The couple's 18-year marriage unraveled after Gingrich was revealed to be having an affair with a congressional aide 23 years his junior. He is now married to that erstwhile aide, the former Calista Bisek.
ABC News is likely to release excerpts from the interview early Thursday, well ahead of the evening's debate in South Carolina. And an executive at the network said that there is always a greater sensitivity toward airing critical interviews close to elections and that the Marianne Gingrich interview was carefully considered.
Gingrich's daughters from his first marriage, Kathy Lubbers and Jackie Cushman, defended their father in a letter to ABC News Wednesday:
The failure of a marriage is a terrible and emotional experience for everyone involved. Anyone who has had that experience understands it is a personal tragedy filled with regrets, and sometimes differing memories of events.

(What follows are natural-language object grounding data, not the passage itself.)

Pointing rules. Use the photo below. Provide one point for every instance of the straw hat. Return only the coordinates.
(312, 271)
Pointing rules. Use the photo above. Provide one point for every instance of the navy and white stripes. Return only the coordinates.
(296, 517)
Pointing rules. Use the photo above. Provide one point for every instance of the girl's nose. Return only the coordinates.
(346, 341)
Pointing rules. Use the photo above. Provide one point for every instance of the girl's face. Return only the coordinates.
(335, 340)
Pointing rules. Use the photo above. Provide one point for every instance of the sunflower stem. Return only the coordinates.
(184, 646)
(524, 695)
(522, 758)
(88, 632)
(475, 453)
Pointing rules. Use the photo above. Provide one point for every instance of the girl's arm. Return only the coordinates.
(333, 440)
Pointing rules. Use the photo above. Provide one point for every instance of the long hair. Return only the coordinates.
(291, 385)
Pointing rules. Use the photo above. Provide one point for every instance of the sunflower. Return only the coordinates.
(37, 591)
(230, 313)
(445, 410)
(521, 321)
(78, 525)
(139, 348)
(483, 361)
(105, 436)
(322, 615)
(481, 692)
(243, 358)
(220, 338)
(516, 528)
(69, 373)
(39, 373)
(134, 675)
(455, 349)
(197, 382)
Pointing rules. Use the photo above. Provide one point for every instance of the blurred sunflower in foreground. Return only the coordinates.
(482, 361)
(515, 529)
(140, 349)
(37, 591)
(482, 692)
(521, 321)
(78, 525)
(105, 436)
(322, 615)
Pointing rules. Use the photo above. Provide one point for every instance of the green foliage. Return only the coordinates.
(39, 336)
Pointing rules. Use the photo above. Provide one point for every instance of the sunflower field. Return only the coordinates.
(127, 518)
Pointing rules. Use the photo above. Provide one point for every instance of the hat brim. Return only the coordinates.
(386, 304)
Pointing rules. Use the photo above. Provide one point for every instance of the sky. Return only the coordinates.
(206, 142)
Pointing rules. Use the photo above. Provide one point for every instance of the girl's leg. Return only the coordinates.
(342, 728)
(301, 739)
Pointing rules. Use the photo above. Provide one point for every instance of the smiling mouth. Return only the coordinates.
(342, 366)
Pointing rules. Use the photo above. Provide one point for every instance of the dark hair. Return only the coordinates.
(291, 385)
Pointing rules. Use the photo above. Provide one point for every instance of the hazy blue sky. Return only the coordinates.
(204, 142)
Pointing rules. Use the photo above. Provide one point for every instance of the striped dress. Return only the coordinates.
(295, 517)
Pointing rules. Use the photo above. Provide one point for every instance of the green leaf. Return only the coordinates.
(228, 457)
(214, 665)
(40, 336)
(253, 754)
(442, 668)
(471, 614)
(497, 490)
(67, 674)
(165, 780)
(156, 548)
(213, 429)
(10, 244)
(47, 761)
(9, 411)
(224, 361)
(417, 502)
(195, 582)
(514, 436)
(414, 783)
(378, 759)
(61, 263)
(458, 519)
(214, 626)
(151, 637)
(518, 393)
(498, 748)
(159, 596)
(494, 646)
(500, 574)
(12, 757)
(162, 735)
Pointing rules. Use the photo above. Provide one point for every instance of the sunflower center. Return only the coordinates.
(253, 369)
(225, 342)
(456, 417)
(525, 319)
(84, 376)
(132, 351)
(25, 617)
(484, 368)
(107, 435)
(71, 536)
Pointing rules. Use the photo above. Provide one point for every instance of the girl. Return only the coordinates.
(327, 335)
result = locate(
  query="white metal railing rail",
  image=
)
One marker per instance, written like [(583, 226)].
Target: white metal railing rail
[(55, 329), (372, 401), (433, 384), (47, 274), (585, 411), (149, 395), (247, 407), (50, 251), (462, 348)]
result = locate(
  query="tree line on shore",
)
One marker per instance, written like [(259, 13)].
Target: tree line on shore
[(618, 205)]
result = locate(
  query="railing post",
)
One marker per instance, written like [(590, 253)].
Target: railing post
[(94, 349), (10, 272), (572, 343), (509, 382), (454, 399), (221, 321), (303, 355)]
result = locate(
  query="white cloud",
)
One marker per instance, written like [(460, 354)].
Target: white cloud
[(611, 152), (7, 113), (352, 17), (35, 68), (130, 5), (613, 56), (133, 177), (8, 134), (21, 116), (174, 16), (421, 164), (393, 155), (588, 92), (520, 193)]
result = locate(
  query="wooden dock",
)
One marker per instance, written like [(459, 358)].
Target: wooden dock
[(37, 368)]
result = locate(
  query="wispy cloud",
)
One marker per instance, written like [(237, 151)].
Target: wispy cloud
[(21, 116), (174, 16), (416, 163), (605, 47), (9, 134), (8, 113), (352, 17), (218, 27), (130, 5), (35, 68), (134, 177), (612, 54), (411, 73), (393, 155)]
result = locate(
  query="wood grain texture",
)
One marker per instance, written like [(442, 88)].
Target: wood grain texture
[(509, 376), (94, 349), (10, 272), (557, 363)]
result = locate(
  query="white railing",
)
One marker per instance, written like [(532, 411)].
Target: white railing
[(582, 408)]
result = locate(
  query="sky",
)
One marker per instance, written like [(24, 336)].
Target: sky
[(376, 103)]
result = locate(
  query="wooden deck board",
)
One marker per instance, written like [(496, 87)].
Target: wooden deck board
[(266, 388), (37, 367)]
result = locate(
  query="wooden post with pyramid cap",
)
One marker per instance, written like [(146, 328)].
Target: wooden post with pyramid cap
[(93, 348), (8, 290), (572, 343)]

We will not say anything negative about our father’s ex-wife. He has said before, privately and publicly, that he regrets any pain he may have caused in the past to people he loves.
ABC News or other campaigns may want to talk about the past, just days before an important primary election. But Newt is going to talk to the people of South Carolina about the future -- about job creation, lower taxes, and about who can defeat Barack Obama by providing the sharpest contrast to his damaging, extreme liberalism. We are confident this is the conversation the people of South Carolina are interested in having.
Our father is running for President because of his grandchildren -- so they can inherit the America he loves. To do that, President Obama must be defeated. And as the only candidate in the race, including Obama, who has actually helped balance the national budget, create jobs, reform welfare, and cut taxes and spending, Newt felt compelled to run -- to serve his country and safeguard his grandchildren's future.